Dividend Growth Investors Don't Care About Bear Markets: Should They?

by: George Schneider


You know that a bear market is on the horizon, right?

How far away is the horizon?

When, not if, is the appropriate question.

Dividend growth investors don't care about these questions. Should they?

Dividend Growth investors don't care about these questions. Should they?

Year to date, the Fill-The-Gap Portfolio, a dividend growth and income portfolio I've been managing publicly and transparently on Seeking Alpha for eighteen months, has effectively returned 8.5 times the return on both the Dow Jones Industrial Average and the S&P 500 Index or in other words, it has handily trumped these indexes by 750%.

I'm a dividend growth and income investor and I don't care much about those summary questions stated above, or concerns about when the next bear market will be upon us.
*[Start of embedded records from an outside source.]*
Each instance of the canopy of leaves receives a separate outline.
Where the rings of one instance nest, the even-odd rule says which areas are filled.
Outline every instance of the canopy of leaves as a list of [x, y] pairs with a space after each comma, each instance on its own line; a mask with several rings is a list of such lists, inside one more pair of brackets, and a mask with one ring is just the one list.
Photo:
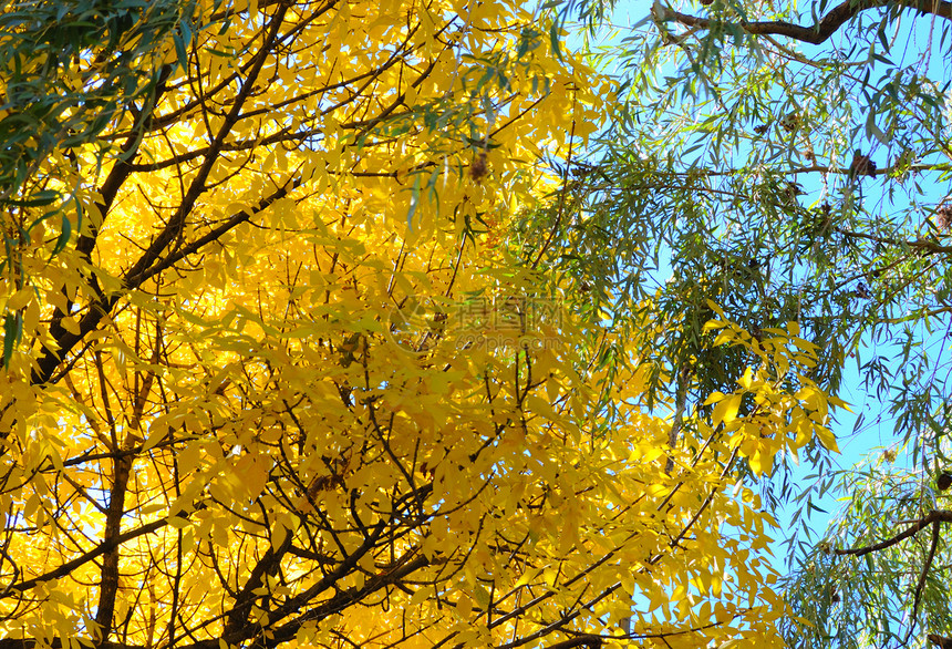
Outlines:
[[[598, 27], [610, 8], [573, 2], [563, 19]], [[593, 309], [676, 323], [651, 353], [694, 382], [650, 389], [684, 412], [706, 412], [704, 388], [744, 362], [708, 344], [708, 300], [752, 333], [799, 322], [821, 349], [814, 381], [835, 393], [858, 375], [883, 403], [856, 430], [892, 420], [912, 468], [891, 465], [890, 449], [883, 466], [838, 475], [815, 447], [810, 484], [770, 491], [799, 495], [795, 522], [828, 491], [851, 502], [819, 545], [806, 523], [790, 539], [803, 550], [787, 583], [791, 646], [952, 636], [949, 514], [933, 486], [952, 391], [950, 19], [942, 1], [659, 0], [641, 23], [613, 25], [600, 56], [629, 90], [601, 157], [576, 165], [559, 218], [527, 225], [562, 224], [550, 249], [572, 253], [552, 264], [594, 287]], [[631, 318], [632, 305], [645, 310]]]
[[837, 402], [796, 322], [697, 302], [707, 390], [520, 238], [617, 91], [545, 12], [51, 7], [0, 12], [59, 111], [0, 146], [0, 648], [779, 642], [746, 476]]

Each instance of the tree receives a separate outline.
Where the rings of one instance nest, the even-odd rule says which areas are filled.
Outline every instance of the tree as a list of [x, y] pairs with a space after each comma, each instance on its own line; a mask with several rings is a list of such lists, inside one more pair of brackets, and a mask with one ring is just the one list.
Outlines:
[[527, 257], [613, 92], [545, 12], [58, 7], [0, 13], [79, 124], [3, 148], [0, 647], [778, 641], [747, 481], [834, 445], [815, 349], [712, 301], [680, 430], [662, 324]]
[[[576, 2], [563, 19], [598, 24], [610, 4]], [[768, 502], [796, 496], [795, 523], [825, 492], [851, 503], [817, 543], [808, 527], [789, 538], [799, 618], [785, 632], [796, 647], [935, 643], [952, 636], [935, 482], [949, 466], [952, 4], [700, 4], [655, 2], [602, 54], [631, 91], [603, 157], [566, 186], [583, 225], [559, 237], [579, 254], [552, 262], [621, 323], [680, 324], [653, 353], [683, 379], [659, 372], [652, 390], [683, 415], [710, 412], [706, 392], [745, 362], [710, 346], [708, 300], [755, 337], [799, 322], [824, 350], [810, 378], [830, 393], [855, 358], [884, 403], [857, 432], [894, 418], [908, 453], [841, 473], [817, 445], [801, 454], [815, 482], [778, 473], [767, 487]], [[632, 318], [631, 305], [645, 308]]]

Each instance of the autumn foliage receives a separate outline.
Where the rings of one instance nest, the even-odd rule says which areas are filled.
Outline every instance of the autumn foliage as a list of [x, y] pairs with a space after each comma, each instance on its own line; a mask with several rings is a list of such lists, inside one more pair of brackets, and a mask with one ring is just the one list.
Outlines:
[[612, 93], [546, 14], [178, 2], [143, 48], [157, 4], [0, 72], [141, 72], [6, 195], [0, 647], [777, 642], [743, 476], [832, 445], [814, 350], [715, 318], [749, 370], [675, 423], [661, 324], [524, 259]]

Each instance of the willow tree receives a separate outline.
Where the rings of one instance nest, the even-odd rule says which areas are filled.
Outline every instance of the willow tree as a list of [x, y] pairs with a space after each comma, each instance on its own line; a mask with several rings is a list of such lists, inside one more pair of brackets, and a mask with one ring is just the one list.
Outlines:
[[664, 323], [525, 260], [614, 92], [545, 12], [0, 19], [0, 648], [778, 642], [733, 468], [834, 444], [815, 349], [712, 302], [747, 367], [675, 435]]

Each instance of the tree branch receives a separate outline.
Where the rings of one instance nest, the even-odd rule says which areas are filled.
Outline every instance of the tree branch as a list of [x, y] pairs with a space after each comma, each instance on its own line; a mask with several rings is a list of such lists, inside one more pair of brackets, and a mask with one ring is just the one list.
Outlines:
[[[945, 0], [920, 0], [920, 1], [900, 1], [897, 2], [900, 7], [915, 9], [922, 14], [931, 13], [939, 18], [952, 20], [952, 2]], [[746, 21], [727, 22], [712, 20], [710, 18], [699, 18], [689, 13], [681, 13], [668, 7], [655, 2], [652, 8], [652, 13], [656, 20], [674, 21], [686, 27], [693, 27], [703, 30], [710, 30], [712, 27], [733, 25], [741, 28], [748, 34], [779, 35], [787, 37], [805, 43], [814, 43], [816, 45], [825, 42], [847, 21], [852, 19], [861, 11], [883, 7], [880, 0], [846, 0], [842, 4], [835, 7], [819, 22], [810, 25], [799, 25], [784, 20], [767, 20], [767, 21]]]
[[937, 509], [935, 512], [930, 512], [929, 514], [927, 514], [925, 516], [923, 516], [922, 518], [920, 518], [919, 521], [917, 521], [915, 523], [913, 523], [912, 525], [907, 527], [904, 530], [902, 530], [899, 534], [897, 534], [896, 536], [893, 536], [892, 538], [887, 538], [886, 540], [882, 540], [880, 543], [877, 543], [873, 545], [867, 545], [865, 547], [857, 547], [857, 548], [847, 548], [847, 549], [836, 548], [832, 552], [837, 556], [852, 555], [856, 557], [861, 557], [863, 555], [868, 555], [869, 553], [875, 553], [875, 552], [879, 552], [881, 549], [886, 549], [888, 547], [891, 547], [891, 546], [896, 545], [897, 543], [899, 543], [900, 540], [904, 540], [904, 539], [909, 538], [910, 536], [914, 536], [920, 530], [928, 527], [931, 523], [937, 523], [939, 521], [942, 521], [945, 523], [952, 522], [952, 511]]

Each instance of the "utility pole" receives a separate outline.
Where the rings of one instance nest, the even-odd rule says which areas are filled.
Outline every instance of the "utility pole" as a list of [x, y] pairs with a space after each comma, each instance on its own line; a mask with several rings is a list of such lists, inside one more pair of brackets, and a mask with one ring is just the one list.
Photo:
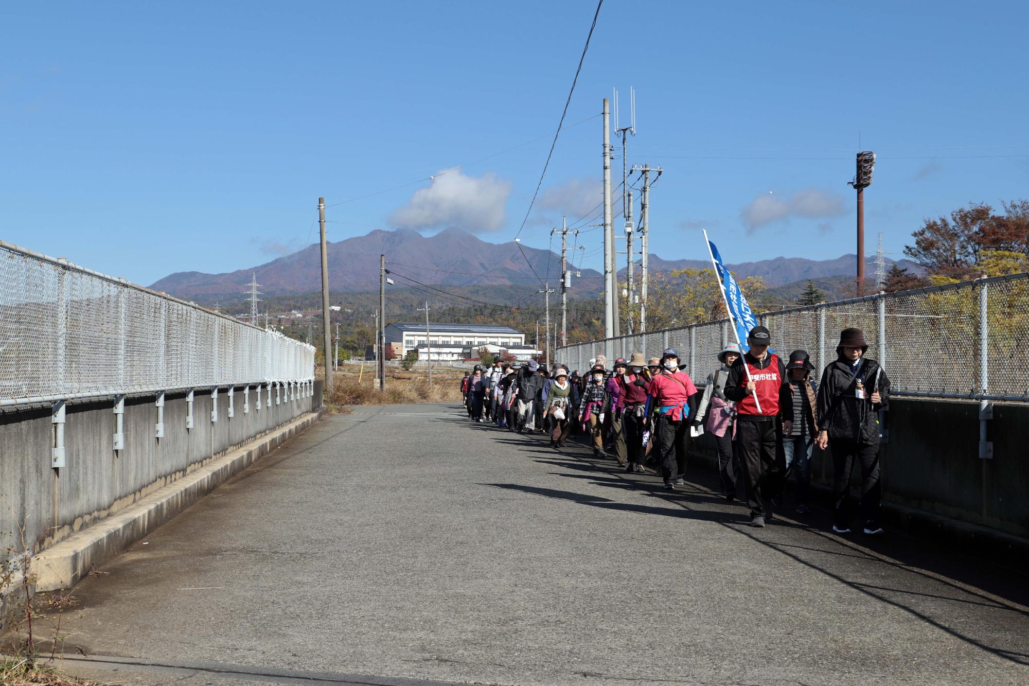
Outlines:
[[633, 296], [636, 290], [636, 281], [633, 278], [633, 192], [627, 193], [629, 204], [626, 205], [626, 256], [629, 258], [629, 265], [626, 267], [626, 281], [628, 282], [626, 294], [626, 333], [630, 336], [633, 333]]
[[379, 255], [379, 315], [376, 318], [376, 348], [379, 359], [376, 371], [379, 373], [379, 390], [386, 390], [386, 255]]
[[335, 322], [335, 362], [332, 363], [332, 369], [340, 369], [340, 322]]
[[[604, 98], [604, 338], [614, 336], [614, 236], [611, 231], [611, 123]], [[538, 345], [536, 346], [539, 347]]]
[[[554, 293], [554, 288], [551, 287], [549, 281], [543, 281], [543, 289], [537, 290], [536, 293], [543, 294], [543, 299], [546, 303], [546, 321], [543, 323], [543, 354], [546, 355], [546, 364], [553, 365], [554, 357], [551, 355], [551, 294]], [[536, 322], [536, 338], [539, 338], [539, 322]], [[539, 347], [539, 346], [537, 346]]]
[[[557, 229], [551, 233], [555, 231]], [[577, 236], [578, 229], [570, 233]], [[568, 288], [572, 287], [572, 273], [568, 271], [568, 217], [565, 216], [561, 219], [561, 345], [568, 345]]]
[[[647, 163], [642, 167], [636, 165], [633, 167], [633, 171], [638, 171], [643, 174], [643, 193], [640, 196], [640, 333], [646, 332], [646, 299], [647, 299], [647, 285], [648, 285], [648, 261], [650, 259], [650, 172], [658, 172], [658, 178], [661, 178], [662, 173], [665, 171], [660, 166], [654, 169], [650, 168], [650, 164]], [[657, 181], [657, 179], [654, 179]]]
[[[630, 87], [629, 88], [629, 126], [618, 127], [618, 92], [614, 92], [614, 132], [622, 136], [622, 216], [626, 217], [626, 232], [630, 232], [630, 219], [632, 218], [632, 195], [629, 193], [629, 134], [636, 135], [636, 91]], [[628, 200], [628, 202], [627, 202]], [[630, 234], [630, 241], [632, 234]], [[614, 239], [614, 229], [611, 229], [611, 239]], [[632, 262], [633, 255], [630, 249], [629, 261]], [[614, 265], [613, 274], [611, 280], [614, 283], [614, 335], [622, 335], [620, 318], [619, 318], [619, 294], [618, 294], [618, 269], [617, 261], [613, 258], [611, 260]], [[632, 267], [630, 267], [632, 269]], [[630, 295], [631, 287], [626, 288], [626, 294]], [[628, 301], [628, 331], [632, 333], [632, 302]]]
[[432, 339], [429, 338], [429, 301], [425, 301], [425, 307], [418, 308], [421, 312], [425, 310], [425, 364], [429, 366], [429, 388], [432, 387]]
[[872, 185], [876, 168], [876, 153], [868, 150], [857, 153], [857, 171], [848, 185], [857, 191], [857, 295], [864, 295], [864, 190]]
[[332, 390], [332, 369], [328, 361], [332, 356], [332, 330], [329, 323], [328, 309], [328, 250], [325, 247], [325, 199], [318, 199], [318, 227], [321, 232], [322, 242], [322, 318], [325, 320], [325, 393]]

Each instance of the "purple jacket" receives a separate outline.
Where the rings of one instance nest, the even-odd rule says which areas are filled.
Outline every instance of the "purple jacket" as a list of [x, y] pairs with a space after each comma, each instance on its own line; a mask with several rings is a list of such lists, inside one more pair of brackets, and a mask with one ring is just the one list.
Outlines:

I'll tell you why.

With major market indexes again within striking distance of new highs, some market participants have taken a bear market scenario off the table. Only a week ago, with Britain's decision to leave the EU leaving global markets in shambles, investors worldwide thought they were again coming face to face with the next bear market.

A few days later, most global markets had recovered their losses while some actually closed higher than the pre-Brexit vote, including Britain's FTSE index.

Now that markets have regained their footing, the conversation about bear markets has subsided and investors are preparing for a new assault on market highs.

Should they be thinking this way? After all, this bull market is very long in the tooth, surpassing seven years in duration. Bulls don't run forever. All good things come to an end. We all know that bulls are eventually followed by Bears.

It's only a matter of when it arrives, not if it arrives.

Should we care?

There are many different varieties of investors. Generally, they'll fall into three main categories and each will have their own needs and goals. You'll usually find some overlap between the groups since there are not many total purists among us.

Capital Gain Investors

Within this group, you'll find some hit and run investors, interested in quick, in and out, short-term capital gains. Get rich quick investors would feel comfortable in this category.

They might be day traders, or those who focus their attention on the next big thing and try to ride the coattails of a company that's at the forefront of a new drug or technology. Tesla comes to mind.

More patient investors who seek long-term capital gains would also reside here. They tend to be more analytical in their assessment of possible candidates for inclusion in their portfolios and allow for a longer time frame for their capital gains to develop and reward them.

Income Investors

Within this group, you'll generally find very conservative investors who like to invest in the asset class that is closest to a sure thing. For many, that would mean investing in FDIC insured guaranteed CDs or U.S. Government bonds of various maturities. Slightly more risk-accepting investors might buy government agency bonds which carry "implied" U.S. government backing.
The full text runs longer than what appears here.